Christopher Columbus wrote about the trafficking of Indigenous girls in his own letters. Girls as young as 9 were, in his words, in high demand. This is not interpretation — it's his handwriting.
The Explorer's Own Words
You learned about Christopher Columbus in school. You learned about ships and navigation and a flat Earth myth. You did not learn what he wrote in his own letters, because no school curriculum on Earth would print it.
The Letter
In a 1500 letter to Dona Juana de la Torre, a friend of the Spanish Queen, Columbus wrote about the trafficking of Indigenous women and girls in the colonies he governed. He noted that girls "from nine to ten are now in demand" and that dealers were actively seeking them.
This is not a historian's interpretation. It is not inference. It is Columbus's handwriting, preserved in the Spanish archives, translated and published in multiple academic collections.
Governor of Hispaniola
Columbus was not merely an explorer. From 1492 to 1500, he served as governor of the colony of Hispaniola (modern-day Haiti and the Dominican Republic). Under his rule, the Taíno people were subjected to a system of forced labor called the encomienda.
Those who failed to meet gold quotas had their hands cut off.

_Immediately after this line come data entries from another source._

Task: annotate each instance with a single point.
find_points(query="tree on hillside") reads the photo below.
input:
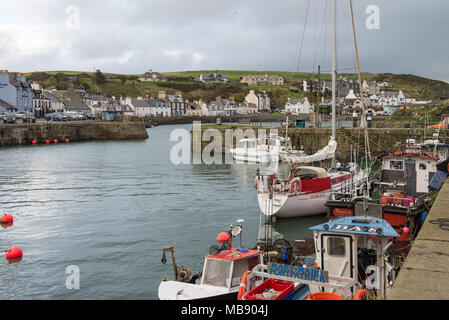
(99, 77)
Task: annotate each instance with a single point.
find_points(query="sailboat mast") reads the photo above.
(334, 65)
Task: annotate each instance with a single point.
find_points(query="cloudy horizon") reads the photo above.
(131, 37)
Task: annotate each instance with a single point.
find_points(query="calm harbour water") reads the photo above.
(110, 207)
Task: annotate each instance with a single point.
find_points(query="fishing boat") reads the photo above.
(263, 149)
(401, 193)
(220, 278)
(306, 190)
(354, 260)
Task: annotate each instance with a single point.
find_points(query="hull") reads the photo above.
(174, 290)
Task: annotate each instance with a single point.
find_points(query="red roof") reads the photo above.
(225, 255)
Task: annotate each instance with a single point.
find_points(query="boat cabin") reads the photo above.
(226, 268)
(220, 278)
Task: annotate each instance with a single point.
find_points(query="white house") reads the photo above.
(260, 99)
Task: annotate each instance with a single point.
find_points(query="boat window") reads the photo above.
(217, 272)
(396, 165)
(336, 246)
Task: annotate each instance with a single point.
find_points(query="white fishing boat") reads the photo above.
(264, 149)
(355, 260)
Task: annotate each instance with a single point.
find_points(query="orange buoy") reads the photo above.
(14, 252)
(5, 225)
(361, 294)
(6, 218)
(223, 237)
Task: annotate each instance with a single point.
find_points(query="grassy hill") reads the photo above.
(128, 85)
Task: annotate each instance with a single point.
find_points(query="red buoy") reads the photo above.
(223, 237)
(6, 218)
(14, 252)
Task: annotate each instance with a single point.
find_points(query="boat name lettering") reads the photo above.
(297, 272)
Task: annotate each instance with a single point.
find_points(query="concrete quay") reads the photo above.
(425, 273)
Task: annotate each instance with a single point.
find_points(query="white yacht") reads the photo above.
(265, 149)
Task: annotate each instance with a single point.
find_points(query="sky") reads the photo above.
(133, 36)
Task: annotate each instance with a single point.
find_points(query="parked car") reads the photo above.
(9, 117)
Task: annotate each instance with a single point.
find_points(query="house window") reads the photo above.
(397, 165)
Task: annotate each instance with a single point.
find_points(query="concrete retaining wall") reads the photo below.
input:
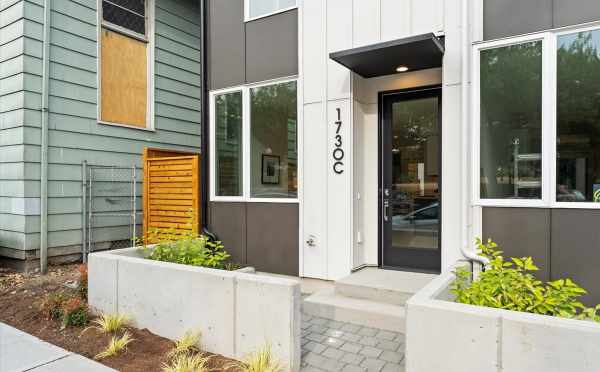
(445, 336)
(235, 311)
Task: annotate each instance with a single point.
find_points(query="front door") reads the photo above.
(410, 169)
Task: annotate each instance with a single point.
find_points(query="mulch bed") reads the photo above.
(20, 297)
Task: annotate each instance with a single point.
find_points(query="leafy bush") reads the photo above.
(186, 247)
(75, 313)
(511, 285)
(52, 305)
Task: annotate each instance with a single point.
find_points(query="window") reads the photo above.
(537, 104)
(125, 63)
(228, 132)
(273, 147)
(254, 143)
(262, 8)
(511, 121)
(578, 117)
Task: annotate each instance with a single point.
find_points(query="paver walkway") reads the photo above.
(20, 351)
(328, 345)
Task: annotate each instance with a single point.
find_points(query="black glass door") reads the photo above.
(410, 185)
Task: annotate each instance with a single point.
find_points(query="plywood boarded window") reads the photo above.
(124, 61)
(171, 191)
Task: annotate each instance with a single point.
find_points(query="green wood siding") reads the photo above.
(74, 133)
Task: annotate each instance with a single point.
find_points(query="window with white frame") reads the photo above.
(537, 120)
(254, 142)
(262, 8)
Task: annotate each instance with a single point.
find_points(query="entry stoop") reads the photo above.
(370, 297)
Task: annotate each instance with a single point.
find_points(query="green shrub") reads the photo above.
(186, 247)
(52, 305)
(188, 250)
(75, 313)
(511, 285)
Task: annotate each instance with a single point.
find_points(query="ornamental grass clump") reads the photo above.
(187, 344)
(511, 285)
(261, 360)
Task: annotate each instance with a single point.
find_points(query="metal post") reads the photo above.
(83, 210)
(133, 204)
(90, 197)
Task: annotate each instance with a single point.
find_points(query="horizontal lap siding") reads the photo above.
(15, 87)
(75, 135)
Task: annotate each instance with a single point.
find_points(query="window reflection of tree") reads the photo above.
(578, 101)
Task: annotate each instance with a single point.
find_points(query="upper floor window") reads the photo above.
(537, 132)
(127, 14)
(125, 64)
(262, 8)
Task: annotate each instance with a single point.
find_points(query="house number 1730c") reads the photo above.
(338, 151)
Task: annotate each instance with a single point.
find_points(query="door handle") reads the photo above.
(386, 206)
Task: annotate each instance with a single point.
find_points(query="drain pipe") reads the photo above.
(466, 211)
(44, 143)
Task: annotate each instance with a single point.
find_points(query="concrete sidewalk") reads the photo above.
(20, 351)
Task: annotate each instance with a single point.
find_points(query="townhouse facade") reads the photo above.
(339, 134)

Those who resisted were hunted with dogs. The population of Hispaniola, estimated at 250,000 when Columbus arrived, dropped to fewer than 500 within 50 years.
His Own People Turned on Him
Columbus was so brutal that even the Spanish Crown intervened. In 1500, Francisco de Bobadilla was sent to investigate. He found Columbus and his brothers ruling through terror — public dismemberment, execution without trial, and systematic abuse of the native population.

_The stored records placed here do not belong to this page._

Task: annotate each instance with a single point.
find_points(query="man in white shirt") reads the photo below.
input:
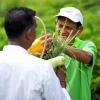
(23, 76)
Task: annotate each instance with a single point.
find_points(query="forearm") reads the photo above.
(78, 54)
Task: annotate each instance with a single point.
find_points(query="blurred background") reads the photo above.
(47, 9)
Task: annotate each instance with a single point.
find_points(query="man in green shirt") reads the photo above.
(80, 55)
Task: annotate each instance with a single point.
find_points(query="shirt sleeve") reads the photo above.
(52, 87)
(90, 47)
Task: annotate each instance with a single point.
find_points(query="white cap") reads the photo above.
(71, 13)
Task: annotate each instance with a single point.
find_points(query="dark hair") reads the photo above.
(17, 20)
(78, 24)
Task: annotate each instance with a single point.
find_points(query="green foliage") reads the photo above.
(46, 9)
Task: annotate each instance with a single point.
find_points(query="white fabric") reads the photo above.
(72, 13)
(25, 77)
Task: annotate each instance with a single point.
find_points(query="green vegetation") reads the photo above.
(46, 9)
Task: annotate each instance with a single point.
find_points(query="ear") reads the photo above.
(79, 30)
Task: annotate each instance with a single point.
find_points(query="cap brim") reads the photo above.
(69, 17)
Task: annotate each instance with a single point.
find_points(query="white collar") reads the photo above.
(14, 48)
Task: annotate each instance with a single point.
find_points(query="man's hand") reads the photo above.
(46, 40)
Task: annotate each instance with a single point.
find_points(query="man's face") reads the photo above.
(64, 27)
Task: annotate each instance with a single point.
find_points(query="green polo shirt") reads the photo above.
(78, 74)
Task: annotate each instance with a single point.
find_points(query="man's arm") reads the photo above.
(78, 54)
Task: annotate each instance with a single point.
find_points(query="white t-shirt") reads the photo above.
(26, 77)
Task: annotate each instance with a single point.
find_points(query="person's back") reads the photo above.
(24, 77)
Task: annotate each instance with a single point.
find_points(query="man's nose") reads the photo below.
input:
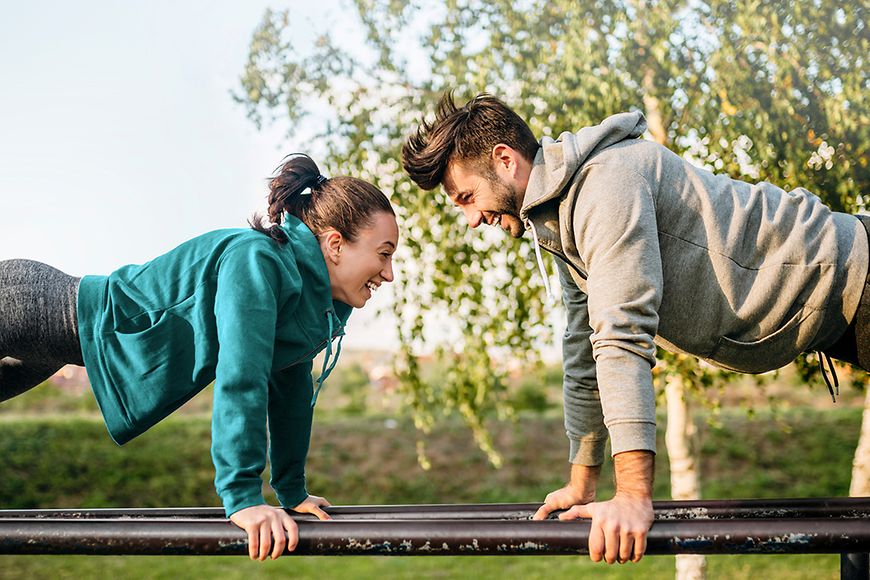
(473, 216)
(387, 272)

Columbus was arrested, shackled, and sent back to Spain in chains. He was stripped of his governorship. The Crown, which had authorized colonization and slavery, decided that he had gone too far.
The Holiday
Columbus never set foot on the North American mainland. He did not discover that the Earth was round — educated Europeans already knew that. What he did was govern a colony so violently that his own sponsors removed him, and write letters documenting the trafficking of children in his own hand.
The holiday named after him celebrates a version of the man that exists nowhere in the historical record. The real Columbus is in the archives, in his own words, describing things that would be classified as crimes against humanity if they happened today. They happened then. We named a holiday after him anyway.